Sinon, je ne trouve rien de "social" dans le cinéma de Rohmer. Au contraire, il n'a rien de réaliste, tout le monde parle de la même façon, comme Rohmer lui-même.

C'est le cinéma d'un moraliste, vieille tradition littéraire française, qui se soucie peu du social à mon avis.
Amarcord a écrit :Justement non, il ne "fait (pas) dire" : née en 1964, Anne-Laure Meury (puisque c'est d'elle qu'il s'agit) a 15-16 ans au moment du tournage.
Il lui fait quand meme dire "j'ai 15 ans" dans le film. Mais je suis étonné de son âge véritable - elle fait beaucoup plus.
Roy a écrit :Tu fais bien de le préciser. Je crois que mon désintérêt quasi général pour le cinéma de Rohmer provient aussi - en dehors de sa mise en scène que je trouve pauvre et rebutante dans les années 70 et 80 (sauf exceptions) - de la faiblesse de caractérisation des personnages masculins. Avec ceux qu'incarnaient Trintignant et Brialy, ça passait déjà beaucoup mieux pour moi. D'ailleurs Pascal Greggory (que le cinéaste a découvert), qui est un acteur que j'apprécie normalement, m'est vraiment insupportable chez Rohmer.
Effectivement, il ne faut pas regarder Rohmer pour le charisme de ses personnages masculins et l'inventivité de sa mise en scène.

Enfin, je préfère quand même son découpage, qui illustre efficacement ses suspenses moraux et sentimentaux, à la caméra à l'épaule tremblotante de trop de films français aujourd'hui.
Re: Eric Rohmer (1920-2010)
Publié : 22 juil. 14, 16:07
par Amarcord
Strum a écrit :elle parle bien et trouve les mots et le raisonnement justes puisque les faits lui donnent raison ! Le père disparu revient.
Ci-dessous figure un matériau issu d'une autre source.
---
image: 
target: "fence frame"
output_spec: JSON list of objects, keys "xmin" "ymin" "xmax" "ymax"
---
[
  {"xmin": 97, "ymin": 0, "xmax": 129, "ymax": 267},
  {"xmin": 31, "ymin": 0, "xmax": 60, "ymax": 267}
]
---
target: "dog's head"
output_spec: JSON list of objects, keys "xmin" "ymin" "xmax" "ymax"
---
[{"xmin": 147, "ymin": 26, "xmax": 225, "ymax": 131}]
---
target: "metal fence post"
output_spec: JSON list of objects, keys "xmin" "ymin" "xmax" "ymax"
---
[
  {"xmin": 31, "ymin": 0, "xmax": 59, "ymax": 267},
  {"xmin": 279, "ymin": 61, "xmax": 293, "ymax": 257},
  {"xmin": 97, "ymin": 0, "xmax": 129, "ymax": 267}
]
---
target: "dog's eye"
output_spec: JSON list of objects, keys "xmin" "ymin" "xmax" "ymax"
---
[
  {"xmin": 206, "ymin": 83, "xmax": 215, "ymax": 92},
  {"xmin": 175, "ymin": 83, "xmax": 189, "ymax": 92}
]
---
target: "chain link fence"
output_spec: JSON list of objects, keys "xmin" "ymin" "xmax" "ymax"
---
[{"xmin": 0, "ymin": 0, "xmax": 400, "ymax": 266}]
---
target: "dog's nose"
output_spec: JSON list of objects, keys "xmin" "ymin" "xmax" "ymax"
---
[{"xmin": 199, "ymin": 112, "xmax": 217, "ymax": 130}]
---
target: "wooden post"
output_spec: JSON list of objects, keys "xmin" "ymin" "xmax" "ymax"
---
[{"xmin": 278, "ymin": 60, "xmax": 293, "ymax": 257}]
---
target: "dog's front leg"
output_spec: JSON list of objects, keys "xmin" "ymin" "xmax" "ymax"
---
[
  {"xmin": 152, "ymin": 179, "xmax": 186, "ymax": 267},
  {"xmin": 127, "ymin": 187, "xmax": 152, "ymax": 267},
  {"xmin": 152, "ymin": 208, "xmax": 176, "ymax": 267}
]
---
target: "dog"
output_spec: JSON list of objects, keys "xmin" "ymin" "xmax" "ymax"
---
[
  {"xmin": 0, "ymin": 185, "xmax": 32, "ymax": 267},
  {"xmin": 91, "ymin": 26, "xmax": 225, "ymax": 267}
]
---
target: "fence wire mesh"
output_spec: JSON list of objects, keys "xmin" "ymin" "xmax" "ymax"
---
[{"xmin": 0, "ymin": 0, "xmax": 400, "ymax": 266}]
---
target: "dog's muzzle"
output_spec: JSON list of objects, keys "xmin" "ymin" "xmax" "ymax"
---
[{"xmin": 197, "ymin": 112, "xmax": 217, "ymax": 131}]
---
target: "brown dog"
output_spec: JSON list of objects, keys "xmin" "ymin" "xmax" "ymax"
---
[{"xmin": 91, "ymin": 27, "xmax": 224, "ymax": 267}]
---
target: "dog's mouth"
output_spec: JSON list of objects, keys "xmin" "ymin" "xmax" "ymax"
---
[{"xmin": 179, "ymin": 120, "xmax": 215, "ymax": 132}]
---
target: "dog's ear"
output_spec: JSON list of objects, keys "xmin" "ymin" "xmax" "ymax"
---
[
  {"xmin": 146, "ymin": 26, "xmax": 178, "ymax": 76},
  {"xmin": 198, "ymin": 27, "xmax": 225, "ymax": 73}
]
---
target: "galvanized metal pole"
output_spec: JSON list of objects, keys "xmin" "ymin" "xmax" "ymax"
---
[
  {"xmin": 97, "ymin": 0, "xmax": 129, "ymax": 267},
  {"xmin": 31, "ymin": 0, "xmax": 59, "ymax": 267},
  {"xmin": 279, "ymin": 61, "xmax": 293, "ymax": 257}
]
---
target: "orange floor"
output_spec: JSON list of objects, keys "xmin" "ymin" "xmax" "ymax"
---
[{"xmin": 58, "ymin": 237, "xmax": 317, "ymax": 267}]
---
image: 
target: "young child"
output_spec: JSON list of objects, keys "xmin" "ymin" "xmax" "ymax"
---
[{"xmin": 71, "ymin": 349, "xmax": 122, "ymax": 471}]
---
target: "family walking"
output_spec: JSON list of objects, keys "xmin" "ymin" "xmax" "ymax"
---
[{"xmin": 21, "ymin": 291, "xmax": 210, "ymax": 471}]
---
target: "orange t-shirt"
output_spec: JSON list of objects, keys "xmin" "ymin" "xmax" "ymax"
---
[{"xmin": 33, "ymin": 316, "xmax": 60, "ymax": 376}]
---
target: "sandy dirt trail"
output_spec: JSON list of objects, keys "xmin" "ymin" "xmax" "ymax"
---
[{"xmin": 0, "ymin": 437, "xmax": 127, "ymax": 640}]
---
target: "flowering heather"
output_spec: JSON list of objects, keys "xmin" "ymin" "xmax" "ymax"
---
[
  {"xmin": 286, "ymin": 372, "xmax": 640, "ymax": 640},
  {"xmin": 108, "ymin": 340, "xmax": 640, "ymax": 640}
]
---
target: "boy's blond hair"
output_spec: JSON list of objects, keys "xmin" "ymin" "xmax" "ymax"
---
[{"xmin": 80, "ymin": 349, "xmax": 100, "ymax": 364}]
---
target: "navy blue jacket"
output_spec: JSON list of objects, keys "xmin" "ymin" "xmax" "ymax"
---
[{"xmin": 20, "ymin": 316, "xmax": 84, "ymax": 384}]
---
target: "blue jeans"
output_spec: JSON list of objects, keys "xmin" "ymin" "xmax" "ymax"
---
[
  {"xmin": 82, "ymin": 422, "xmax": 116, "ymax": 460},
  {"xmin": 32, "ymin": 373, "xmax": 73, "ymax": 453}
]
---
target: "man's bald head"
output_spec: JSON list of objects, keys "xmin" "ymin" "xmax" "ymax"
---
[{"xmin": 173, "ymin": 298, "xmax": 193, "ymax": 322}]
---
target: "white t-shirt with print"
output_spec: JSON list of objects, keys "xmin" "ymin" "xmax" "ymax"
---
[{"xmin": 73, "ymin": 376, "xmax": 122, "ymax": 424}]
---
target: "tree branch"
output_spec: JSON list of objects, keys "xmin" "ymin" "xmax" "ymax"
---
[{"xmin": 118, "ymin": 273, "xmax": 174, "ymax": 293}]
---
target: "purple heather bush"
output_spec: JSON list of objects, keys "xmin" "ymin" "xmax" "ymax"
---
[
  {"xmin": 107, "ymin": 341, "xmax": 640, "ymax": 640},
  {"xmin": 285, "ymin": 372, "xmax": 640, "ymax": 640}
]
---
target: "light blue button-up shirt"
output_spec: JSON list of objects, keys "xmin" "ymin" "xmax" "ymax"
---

Tous les raisonnements qu'elle a échaffaudés aussi absurdes qu'ils aient paru à son entourage étaient donc en fait justes. C'est son entourage qui avait tort.
Je ne suis pas sûr qu'il faille, dans le cas précis du
Conte d'hiver, raisonner en termes de "qui a raison, qui a tort"... Les faits ne donnent pas raison à Félicie parce qu'elle trouve les mots ou les raisonnements justes, il me semble... On est plus dans une dimension "merveilleuse", ici... C'est le Rohmer pascalien qui s'exprime ici : celui de
Ma nuit chez Maud (ce n'est d'ailleurs pas un hasard si, au cœur du
Conte d'hiver, on évoque très directement le pari de Pascal). C'est ce pari-là que fait Félicie, quand elle veut croire dur comme fer que son prince charmant (car c'est bien de cela qu'il s'agit... cf. l'idylle montrée façon vidéoclip, au début du film) réapparaîtra un jour. La probabilité que cela advienne est, objectivement, quasi nulle. Or cela se produit tout de même. Mais on est dans quelque chose qui est de l'ordre du miracle (c'est assez ironique quand on voit - et le film le montre très clairement - la relation que Félicie entretient avec la religion) : le film (le cinéaste ?) accorde à Félicie ce miracle... J'ai du mal à en déduire qu'elle a eu "raison" contre les autres qui auraient "tort" (la raison n'ayant, de mon point de vue, que très peu de place ici).
Strum a écrit :Elle a beau être prof de philo, elle est moins cohérente, moins sûre d'elle-même dans la vie, que la "coiffeuse" Félicie qui vit sa vie envers et contre tous.
Parce que Félicie vit dans "son" monde (où tout doit finir, tôt ou tard, par bien s'ordonner selon ses désirs, précisément "envers et contre tous", comme tu le dis toi-même... ce qui ne va pas sans causer quelques dégâts collatéraux : cf. la consternation d'à peu près tout son entourage), et non pas "dans la vie"... Dans de telles conditions, il est alors plus facile de paraître plus "cohérente", plus "sûre d'elle-même dans la vie" (encore que : elle accepte de tout quitter à Paris pour s'installer à Nevers avec sa fille... pour finalement changer à nouveau d'avis deux jours après... en fait d'assurance, elle se pose là, Félicie !).
Strum a écrit :Il ne faut donc pas se laisser leurrer par le fait qu'elle n'est que "coiffeuse".
Cela étant, toute coiffeuse qu'elle est, Félicie s'avère capable d'être touchée au-delà de l'imaginable par la pièce de théâtre qu'elle va voir un soir, avec Loïc l'intello. Rohmer ne "leurre" donc personne avec sa condition de coiffeuse, puisqu'il la montre tout à fait apte à "capter" l'essence du
Conte d'hiver de Shakespeare.
Strum a écrit :Sinon, je ne trouve rien de "social" dans le cinéma de Rohmer. Au contraire, il n'a rien de réaliste, tout le monde parle de la même façon, comme Rohmer lui-même.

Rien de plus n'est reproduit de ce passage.